We first create the grid using FacetGrid(). We specify which DataFrame we are plotting and which variables we want for the rows and columns. These variables should be categorical and should have relatively few potential values. Otherwise, the grid would get very large and it would be hard to interpret.

g = sns.FacetGrid(vw, row='BRAND', col='FUEL')

Next, we map a plot type to the grid using map(). We can make many types of plots. In this case we have used the scatter() plot from matplotlib. Notice the plt that precedes the scatter. We can also pass any keyword arguments that plt.scatter accepts.

g.map(plt.scatter, 'WEIGHT', 'MPG', color='blue')

Now lets try a different plot type, regplot() from Seaborn. It's easier to see the relationship between weight and mpg.

g = sns.FacetGrid(vw, row='BRAND', col='FUEL', height=4)
g.map(sns.regplot, 'WEIGHT', 'MPG', color='red', ci=90)

plt.show()

png

Q: Are more powerful cars more expensive? Does it depend on fuel type? Brand?

We are not limited to just one type of data in each plot. We can use color to differentiate further. In the next figure we add Ford, PSA, and Fiat to the firms in our DataFrame. Each firm has several brands and each brand has several models.

Columns are still fuel type
Rows are now firms (VW, Ford, PSA, Fiat)
Hue (color) is brand (Ford's Volvo; Fiat's Alfa Romeo, etc.)

g = sns.FacetGrid(to_plot, hue='BRAND', col='FUEL', row='FIRM')

In each plot we have * Price vs HP * I'm using a scatter plot

g.map(plt.scatter, 'PRICE', 'HP')

# Create a dataframe with just these firms
firms = ['Ford', 'PSA', 'Volkswagen', 'Fiat']
to_plot = df[df['FIRM'].isin(firms)]

g = sns.FacetGrid(to_plot, hue='BRAND', col='FUEL', row='FIRM')
g.map(plt.scatter, 'PRICE', 'HP')
g.add_legend()
plt.show()

png

Practice: Facet Plots

Q: How is size related to price? Does it differ by firm? By brand? By fuel type?

Use a facet plot to explore these questions. Restrict the DataFrame to include only Ford, PSA, Volkswagen, and Fiat.

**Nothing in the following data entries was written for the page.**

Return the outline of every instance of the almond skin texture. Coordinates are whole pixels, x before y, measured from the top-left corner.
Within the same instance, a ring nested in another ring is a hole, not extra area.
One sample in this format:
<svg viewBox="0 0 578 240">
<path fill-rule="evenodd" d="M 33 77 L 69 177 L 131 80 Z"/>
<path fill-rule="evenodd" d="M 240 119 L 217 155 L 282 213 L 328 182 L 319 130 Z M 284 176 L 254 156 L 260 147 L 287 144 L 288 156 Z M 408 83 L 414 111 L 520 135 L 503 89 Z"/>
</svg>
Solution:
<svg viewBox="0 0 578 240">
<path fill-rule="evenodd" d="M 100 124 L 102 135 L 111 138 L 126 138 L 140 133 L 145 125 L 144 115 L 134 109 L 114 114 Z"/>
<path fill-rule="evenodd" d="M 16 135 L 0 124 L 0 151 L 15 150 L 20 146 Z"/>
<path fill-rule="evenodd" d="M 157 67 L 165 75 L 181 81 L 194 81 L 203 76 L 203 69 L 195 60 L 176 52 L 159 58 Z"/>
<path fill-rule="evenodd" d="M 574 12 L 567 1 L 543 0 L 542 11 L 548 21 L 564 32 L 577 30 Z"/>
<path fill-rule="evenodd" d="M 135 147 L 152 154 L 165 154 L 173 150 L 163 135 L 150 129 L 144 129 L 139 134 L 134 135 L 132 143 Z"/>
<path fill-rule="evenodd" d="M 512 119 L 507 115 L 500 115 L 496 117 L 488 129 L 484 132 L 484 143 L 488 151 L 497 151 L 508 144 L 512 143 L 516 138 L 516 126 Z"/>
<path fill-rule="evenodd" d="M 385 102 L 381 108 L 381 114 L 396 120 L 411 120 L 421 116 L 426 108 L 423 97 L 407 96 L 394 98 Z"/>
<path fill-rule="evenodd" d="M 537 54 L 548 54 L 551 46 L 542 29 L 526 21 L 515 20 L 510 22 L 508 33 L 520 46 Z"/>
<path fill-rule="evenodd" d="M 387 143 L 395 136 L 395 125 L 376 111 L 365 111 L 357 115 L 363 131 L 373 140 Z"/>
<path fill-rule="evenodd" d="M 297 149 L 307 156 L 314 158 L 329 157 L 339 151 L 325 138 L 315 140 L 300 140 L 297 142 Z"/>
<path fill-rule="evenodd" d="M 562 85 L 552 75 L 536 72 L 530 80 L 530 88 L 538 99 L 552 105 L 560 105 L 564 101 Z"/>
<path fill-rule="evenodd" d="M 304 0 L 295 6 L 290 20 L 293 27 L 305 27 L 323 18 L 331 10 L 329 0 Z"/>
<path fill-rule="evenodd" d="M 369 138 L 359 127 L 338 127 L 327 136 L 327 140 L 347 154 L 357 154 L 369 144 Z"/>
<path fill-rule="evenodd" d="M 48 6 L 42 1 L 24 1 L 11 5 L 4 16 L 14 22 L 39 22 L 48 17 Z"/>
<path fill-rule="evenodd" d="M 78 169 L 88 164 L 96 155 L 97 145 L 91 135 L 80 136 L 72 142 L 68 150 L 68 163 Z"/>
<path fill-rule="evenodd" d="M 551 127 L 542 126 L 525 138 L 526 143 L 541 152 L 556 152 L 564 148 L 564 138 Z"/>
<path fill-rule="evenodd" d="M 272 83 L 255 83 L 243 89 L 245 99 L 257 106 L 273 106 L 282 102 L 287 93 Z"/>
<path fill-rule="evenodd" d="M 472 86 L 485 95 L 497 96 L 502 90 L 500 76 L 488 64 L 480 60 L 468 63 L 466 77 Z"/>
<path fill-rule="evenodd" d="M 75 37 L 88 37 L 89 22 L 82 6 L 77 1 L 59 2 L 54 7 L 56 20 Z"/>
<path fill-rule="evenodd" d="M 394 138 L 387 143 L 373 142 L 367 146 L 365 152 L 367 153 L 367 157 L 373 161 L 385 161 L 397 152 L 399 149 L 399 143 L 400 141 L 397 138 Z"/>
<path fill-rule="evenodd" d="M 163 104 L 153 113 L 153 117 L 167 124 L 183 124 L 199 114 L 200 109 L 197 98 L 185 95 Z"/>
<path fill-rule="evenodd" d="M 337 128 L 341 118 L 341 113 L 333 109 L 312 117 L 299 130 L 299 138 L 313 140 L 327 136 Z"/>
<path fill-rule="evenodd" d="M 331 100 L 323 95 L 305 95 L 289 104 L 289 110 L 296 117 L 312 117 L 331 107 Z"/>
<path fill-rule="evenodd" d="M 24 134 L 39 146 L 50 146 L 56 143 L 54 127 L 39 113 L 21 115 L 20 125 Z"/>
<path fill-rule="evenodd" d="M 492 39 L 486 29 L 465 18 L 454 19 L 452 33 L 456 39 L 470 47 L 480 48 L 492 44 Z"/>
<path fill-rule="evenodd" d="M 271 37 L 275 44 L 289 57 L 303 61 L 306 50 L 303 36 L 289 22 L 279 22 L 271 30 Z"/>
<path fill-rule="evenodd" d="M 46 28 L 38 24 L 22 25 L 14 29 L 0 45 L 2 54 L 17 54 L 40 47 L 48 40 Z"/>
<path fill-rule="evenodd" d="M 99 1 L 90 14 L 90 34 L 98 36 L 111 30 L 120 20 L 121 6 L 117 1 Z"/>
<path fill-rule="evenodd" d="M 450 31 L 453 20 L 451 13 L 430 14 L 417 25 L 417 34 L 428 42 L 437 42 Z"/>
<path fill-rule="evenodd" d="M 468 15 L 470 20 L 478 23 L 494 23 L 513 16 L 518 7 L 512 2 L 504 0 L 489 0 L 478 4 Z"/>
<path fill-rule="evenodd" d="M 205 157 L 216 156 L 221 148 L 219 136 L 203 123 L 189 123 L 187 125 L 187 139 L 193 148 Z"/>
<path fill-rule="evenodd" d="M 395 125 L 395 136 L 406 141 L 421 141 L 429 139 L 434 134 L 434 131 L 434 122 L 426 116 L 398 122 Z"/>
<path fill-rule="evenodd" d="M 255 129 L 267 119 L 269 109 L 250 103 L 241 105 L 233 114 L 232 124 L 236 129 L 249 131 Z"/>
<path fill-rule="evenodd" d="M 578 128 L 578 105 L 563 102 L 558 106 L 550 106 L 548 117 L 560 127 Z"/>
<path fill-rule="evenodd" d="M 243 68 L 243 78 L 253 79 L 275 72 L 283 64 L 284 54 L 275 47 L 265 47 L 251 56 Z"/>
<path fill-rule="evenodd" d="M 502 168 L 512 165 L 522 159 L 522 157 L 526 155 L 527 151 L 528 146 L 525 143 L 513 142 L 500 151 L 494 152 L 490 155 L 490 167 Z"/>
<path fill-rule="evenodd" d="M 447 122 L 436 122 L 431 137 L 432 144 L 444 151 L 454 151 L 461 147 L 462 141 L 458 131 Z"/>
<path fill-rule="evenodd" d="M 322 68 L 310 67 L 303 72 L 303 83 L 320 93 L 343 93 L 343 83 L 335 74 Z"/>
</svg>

# The .isin() saves us from syntax like 
# to_plot = df[(df['FIRM']=='Ford') | (df['FIRM'] == 'PSA') | (df['FIRM']==Volkswagen) | (df['FIRM']=='Fiat')]

firms = ['Ford', 'PSA', 'Volkswagen', 'Fiat']
to_plot = df[df['FIRM'].isin(firms)]

g = sns.FacetGrid(to_plot, row='FUEL', col='FIRM', hue='BRAND')
g.map(plt.scatter, 'SIZE', 'PRICE')
g.add_legend()
plt.show()

png

Let's explore a related concept, the pairplot [docs]. Try

g=sns.pairplot(df, vars=['PRICE', 'HP', 'WEIGHT'])

What does pairplot do? Why do we only need to look at the upper or lower triangle of the figure? What is on the diagonal?

g=sns.pairplot(df, vars=['PRICE', 'HP', 'WEIGHT', 'MPG'])

# pairplot plots scatter plots for each possible pair of variables.
# The figure is symmetric, so any plot in the top triangle is also in 
# bottom triangle, but with the axes reversed. 
# The diagonal is the histogram of the variable.

png

How do these relationships differ by fuel type? Use the 'hue' option (and the documentation).

g=sns.pairplot(df, vars=['PRICE', 'HP', 'WEIGHT',  'MPG'], hue='FUEL')

# It is clear that gasoline has a right-shifted HP distribution and a left-shifted MPG distribution. 
# For diesel, HP doesn't look correlated with weight or mpg. For gas HP and MPG look negatively correlated. 
# The weight-mpg correlation looks to have a similar slope and a different intercept by fuel type.

png